For in vitro analysis, mice thyroid follicular cells first isolated and cultured. Following induction with a recombinant TSHβ splice variant protein, the expression levels of NIS, TPO and TG in mice thyroid follicular cells were detected via western blot analysis. In addition, the levels of T3 and T4 in the supernatant were detected via RIA. As demonstrated in Fig. 3A, T3 levels in the supernatant peaked at 1 h post-induction, and sharply declined to a normal level at 4 h following induction. The levels of T4 in the supernatant similarly peaked at 1 h post-induction and then declined; however, T4 levels in the induction group remained significantly above control levels at 4 h following induction (Fig. 3B). Overall, the in vitro fluctuations in levels of the T3 and T4 appear to reflect those observed in vivo, thus attesting to success of the recombinant TSHβ splice variant. In addition, NIS protein expression levels increased and peaked at 0.5 h post induction, and gradually decreased to a normal level at 4 h following induction. TG and TPO protein expression levels peaked at 0.5 h post-induction, and slowly decreased thereafter; however, the levels remained significantly increased at 4 h post-induction compared with baseline expression prior to induction (Fig. 4). The expression levels of NIS in the TSHβ splice variant protein-treated group were 2-fold higher than in the control group at 0.5 h following treatment. TG expression levels at 0.5 h post induction in the TSHβ splice variant protein group were 1.85-fold higher than the control group at the same time point. In addition, TPO expression levels in the TSHβ splice variant protein-treated group were 1.92-fold higher than the control group at 1 h post-induction.

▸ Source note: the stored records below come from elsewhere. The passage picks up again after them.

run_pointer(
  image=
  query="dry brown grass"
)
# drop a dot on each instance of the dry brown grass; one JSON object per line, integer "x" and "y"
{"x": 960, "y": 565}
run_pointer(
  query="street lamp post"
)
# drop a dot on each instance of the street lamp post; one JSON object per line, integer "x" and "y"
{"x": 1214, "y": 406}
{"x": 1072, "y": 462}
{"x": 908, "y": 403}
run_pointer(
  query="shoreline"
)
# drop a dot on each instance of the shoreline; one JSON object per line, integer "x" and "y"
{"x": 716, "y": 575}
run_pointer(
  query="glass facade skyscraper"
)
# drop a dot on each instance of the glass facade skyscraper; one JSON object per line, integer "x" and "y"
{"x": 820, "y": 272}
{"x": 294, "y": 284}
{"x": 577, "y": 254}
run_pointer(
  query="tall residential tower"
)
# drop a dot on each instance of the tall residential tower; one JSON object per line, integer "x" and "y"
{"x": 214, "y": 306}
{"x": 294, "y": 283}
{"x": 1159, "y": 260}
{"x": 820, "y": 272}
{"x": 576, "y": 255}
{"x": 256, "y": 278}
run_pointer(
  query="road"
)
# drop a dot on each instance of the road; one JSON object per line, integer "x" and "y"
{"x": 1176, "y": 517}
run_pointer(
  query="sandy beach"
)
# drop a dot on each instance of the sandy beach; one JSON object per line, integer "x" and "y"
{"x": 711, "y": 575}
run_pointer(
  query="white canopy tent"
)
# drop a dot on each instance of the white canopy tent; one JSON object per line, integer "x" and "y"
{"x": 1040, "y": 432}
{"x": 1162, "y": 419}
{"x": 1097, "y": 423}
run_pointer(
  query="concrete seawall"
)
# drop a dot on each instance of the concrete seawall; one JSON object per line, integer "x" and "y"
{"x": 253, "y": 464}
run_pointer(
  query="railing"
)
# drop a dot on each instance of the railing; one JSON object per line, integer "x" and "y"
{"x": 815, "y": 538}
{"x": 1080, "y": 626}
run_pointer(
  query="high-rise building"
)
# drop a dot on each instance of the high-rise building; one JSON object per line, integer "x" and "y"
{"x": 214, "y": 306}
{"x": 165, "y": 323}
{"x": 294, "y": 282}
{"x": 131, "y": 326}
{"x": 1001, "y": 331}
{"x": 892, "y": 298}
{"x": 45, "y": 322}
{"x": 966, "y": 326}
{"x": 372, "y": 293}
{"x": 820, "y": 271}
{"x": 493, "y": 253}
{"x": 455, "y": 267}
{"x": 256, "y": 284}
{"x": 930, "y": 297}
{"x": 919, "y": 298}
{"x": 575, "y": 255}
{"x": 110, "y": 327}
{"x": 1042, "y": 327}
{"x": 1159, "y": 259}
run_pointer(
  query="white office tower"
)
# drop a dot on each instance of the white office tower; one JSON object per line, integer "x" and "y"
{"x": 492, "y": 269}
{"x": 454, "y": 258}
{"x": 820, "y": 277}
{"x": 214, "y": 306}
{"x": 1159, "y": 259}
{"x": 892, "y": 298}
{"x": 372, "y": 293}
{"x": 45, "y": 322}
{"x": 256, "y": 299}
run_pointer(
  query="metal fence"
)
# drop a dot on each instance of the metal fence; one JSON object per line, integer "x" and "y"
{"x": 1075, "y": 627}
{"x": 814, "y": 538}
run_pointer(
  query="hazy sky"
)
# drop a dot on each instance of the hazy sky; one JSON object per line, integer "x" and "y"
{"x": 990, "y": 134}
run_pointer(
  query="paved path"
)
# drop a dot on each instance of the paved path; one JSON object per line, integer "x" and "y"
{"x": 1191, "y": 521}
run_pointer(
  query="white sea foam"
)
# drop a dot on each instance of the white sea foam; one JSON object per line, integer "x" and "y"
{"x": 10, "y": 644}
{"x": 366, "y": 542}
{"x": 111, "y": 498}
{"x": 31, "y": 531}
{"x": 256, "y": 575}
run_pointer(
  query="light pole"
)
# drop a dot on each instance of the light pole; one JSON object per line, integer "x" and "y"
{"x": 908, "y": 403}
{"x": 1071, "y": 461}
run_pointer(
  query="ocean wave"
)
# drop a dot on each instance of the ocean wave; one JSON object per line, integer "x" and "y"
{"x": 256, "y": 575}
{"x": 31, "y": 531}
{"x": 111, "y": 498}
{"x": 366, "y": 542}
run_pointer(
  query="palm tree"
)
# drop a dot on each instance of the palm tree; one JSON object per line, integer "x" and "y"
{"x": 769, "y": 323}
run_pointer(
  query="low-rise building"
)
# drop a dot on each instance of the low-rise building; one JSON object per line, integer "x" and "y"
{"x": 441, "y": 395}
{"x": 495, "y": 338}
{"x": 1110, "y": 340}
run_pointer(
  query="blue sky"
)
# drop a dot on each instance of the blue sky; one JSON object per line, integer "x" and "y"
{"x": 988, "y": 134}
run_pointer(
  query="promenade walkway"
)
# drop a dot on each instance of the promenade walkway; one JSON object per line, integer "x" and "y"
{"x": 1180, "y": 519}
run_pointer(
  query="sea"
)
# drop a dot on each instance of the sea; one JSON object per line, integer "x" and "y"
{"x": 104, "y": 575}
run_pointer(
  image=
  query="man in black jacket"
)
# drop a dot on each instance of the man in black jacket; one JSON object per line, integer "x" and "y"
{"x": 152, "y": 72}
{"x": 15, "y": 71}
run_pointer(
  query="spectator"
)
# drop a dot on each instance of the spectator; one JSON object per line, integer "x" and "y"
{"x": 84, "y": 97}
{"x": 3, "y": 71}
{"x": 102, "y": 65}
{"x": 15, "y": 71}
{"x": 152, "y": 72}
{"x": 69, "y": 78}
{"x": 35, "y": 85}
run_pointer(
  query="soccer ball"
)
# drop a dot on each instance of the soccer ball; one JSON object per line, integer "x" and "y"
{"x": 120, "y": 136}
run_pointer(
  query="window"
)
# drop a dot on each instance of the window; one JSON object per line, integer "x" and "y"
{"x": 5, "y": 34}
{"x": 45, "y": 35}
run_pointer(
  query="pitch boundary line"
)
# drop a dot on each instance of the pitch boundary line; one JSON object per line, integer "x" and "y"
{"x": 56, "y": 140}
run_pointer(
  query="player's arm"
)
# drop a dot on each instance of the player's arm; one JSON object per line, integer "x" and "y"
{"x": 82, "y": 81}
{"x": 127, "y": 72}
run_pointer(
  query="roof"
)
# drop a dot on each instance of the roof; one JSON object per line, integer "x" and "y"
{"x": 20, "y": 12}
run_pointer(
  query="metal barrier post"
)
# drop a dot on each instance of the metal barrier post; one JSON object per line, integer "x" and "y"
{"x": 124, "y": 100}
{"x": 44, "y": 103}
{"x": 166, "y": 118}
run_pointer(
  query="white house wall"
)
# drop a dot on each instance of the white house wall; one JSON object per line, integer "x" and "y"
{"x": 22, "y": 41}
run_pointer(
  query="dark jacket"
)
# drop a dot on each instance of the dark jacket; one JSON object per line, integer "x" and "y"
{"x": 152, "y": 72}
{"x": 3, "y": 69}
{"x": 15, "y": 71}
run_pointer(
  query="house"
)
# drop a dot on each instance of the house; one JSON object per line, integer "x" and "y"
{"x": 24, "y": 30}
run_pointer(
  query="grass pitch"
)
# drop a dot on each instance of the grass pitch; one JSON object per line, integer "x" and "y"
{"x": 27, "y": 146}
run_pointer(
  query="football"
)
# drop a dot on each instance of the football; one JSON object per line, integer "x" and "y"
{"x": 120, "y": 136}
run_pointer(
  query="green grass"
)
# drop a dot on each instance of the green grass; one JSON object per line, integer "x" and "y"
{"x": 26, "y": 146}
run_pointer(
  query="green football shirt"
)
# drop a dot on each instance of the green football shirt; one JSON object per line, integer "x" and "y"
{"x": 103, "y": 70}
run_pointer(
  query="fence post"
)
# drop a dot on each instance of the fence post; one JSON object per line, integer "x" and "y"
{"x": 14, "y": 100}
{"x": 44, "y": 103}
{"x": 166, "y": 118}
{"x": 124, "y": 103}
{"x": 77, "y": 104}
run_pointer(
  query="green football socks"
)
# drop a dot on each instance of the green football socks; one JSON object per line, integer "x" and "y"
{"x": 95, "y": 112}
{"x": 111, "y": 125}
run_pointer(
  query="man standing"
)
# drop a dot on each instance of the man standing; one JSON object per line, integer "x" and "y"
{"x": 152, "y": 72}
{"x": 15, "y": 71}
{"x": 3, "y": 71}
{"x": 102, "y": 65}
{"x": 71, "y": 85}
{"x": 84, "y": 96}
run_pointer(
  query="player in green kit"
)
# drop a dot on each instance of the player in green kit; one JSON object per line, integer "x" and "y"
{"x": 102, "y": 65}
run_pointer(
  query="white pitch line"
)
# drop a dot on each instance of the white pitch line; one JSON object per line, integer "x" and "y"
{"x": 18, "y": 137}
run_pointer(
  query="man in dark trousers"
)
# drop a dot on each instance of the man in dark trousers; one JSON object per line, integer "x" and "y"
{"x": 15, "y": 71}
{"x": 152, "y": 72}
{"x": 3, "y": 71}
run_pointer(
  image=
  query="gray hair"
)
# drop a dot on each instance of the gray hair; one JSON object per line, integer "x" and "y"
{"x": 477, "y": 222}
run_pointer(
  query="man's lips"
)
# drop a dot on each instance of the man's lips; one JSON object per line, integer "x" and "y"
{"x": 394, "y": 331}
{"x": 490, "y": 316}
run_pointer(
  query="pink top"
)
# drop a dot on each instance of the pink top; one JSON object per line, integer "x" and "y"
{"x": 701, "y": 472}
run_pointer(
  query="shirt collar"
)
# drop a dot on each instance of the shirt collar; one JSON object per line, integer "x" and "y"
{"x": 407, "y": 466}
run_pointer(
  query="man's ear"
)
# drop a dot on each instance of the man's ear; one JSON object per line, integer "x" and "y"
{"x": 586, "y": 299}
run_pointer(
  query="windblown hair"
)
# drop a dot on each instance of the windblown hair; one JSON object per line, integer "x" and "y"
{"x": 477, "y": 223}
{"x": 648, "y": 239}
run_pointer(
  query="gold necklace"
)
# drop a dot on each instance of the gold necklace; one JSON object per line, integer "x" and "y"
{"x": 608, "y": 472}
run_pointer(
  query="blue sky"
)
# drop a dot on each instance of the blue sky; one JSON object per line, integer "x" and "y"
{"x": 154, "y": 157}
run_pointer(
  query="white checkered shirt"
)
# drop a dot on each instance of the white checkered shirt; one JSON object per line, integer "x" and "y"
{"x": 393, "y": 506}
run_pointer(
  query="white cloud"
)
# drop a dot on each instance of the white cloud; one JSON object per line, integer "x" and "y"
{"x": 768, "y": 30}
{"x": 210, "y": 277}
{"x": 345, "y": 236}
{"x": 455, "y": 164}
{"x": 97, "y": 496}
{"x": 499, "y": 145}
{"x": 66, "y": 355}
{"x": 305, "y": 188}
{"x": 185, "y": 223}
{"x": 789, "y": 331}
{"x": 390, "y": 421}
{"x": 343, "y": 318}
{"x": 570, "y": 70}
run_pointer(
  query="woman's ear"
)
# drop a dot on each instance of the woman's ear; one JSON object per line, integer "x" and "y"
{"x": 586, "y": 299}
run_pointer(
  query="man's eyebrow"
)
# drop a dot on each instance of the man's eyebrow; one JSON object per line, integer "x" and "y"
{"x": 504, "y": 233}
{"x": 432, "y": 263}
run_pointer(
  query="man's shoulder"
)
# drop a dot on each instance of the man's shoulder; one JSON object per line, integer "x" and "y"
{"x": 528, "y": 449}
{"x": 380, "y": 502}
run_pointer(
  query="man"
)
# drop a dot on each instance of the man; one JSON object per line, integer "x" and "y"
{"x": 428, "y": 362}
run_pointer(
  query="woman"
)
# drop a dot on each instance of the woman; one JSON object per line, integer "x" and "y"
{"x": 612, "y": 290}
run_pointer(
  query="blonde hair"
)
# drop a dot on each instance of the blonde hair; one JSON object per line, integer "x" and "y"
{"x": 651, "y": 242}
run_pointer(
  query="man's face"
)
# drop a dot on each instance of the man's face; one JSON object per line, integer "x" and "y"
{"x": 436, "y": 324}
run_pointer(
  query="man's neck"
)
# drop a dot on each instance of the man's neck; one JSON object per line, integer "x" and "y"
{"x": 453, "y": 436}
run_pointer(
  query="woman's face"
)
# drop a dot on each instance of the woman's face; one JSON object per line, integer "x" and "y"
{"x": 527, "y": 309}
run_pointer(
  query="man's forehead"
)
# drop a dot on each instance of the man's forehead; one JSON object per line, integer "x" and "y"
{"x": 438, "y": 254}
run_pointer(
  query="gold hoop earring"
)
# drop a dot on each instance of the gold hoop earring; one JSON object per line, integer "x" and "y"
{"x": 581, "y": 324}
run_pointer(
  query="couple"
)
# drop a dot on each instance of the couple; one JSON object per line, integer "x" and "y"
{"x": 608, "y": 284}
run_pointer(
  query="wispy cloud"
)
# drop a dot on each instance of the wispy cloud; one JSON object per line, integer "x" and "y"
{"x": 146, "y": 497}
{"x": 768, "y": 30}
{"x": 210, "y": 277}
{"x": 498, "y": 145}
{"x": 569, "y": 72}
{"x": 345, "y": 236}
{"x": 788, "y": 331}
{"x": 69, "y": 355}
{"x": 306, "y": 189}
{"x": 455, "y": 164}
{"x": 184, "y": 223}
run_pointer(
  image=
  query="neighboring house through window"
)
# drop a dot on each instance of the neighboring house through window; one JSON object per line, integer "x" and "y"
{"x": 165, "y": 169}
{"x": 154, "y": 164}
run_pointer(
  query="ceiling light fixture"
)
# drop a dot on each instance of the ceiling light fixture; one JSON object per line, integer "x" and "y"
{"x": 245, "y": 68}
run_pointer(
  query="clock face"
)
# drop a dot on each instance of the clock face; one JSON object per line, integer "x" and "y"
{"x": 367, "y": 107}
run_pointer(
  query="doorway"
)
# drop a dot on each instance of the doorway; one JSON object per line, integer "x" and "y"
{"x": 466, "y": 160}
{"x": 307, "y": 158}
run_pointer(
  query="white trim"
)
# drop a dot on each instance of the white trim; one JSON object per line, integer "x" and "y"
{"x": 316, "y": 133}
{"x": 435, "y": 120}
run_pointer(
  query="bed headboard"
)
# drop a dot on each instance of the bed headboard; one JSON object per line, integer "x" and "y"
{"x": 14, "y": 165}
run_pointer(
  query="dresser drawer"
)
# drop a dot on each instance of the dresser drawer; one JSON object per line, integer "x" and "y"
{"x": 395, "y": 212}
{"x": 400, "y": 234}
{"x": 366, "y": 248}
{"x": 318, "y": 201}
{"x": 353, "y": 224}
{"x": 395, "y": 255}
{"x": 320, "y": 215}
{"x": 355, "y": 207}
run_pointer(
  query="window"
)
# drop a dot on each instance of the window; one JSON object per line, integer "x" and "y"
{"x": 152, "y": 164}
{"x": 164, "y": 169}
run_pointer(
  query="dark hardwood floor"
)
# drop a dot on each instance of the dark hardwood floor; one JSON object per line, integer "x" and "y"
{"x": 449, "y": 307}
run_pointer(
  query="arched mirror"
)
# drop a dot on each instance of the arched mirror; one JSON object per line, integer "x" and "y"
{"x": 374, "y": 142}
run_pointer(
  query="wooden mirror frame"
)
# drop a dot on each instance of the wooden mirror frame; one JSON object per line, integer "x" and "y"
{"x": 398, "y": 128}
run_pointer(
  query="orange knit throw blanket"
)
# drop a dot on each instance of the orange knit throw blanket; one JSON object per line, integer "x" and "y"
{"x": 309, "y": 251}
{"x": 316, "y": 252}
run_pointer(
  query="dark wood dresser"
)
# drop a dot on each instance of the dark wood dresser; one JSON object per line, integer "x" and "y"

Figure 3. Following induction of mouse thyroid follicular cells with purified TSHβv protein, alterations in the concentrations of (A) T3 and (B) T4 in the supernatant were detected using a radioimmunoassay at 0, 0.5, 1 and 4 h following induction. T3 levels, TSHβv-treated vs. control cells: 0.5 h, P=0.006; 1 h, P<0.001; and 4 h, P=0.091. The T4 levels, TSHβv-treated vs. control cells: 0.5 h, P<0.001; 1 h, P<0.001; and 4 h, P<0.001. *P<0.01 and **P<0.001 vs. respective control. T3, tri-iodothyronine; T4, thyroxine; TSHβv, thyroid-stimulating hormone β splice variant.

Figure 4. Following induction of thyroid follicular cells with purified thyroid-stimulating hormone β splice variant protein, the expression levels of NIS, TG and TPO were detected via western blot analysis at 0, 0.5, 1 and 4 h post induction. NIS expression vs. 0 h: 0.5 h, P=0.016; 1 h, P=0.001; and 4 h, P=0.367. TG expression vs. 0 h are: 0.5 h, P=0.004; 1 h, P=0.003; and 4 h, P=0.015. TPO expression vs. 0 h are: 0.5 h, P=0.092; 1 h, P<0.001; and 4 h, P=0.010. *P<0.05, **P<0.01 and ***P<0.001 vs. respective control. NIS, sodium iodide symporter; TG, thyroglobulin; TPO, thyroperoxidase.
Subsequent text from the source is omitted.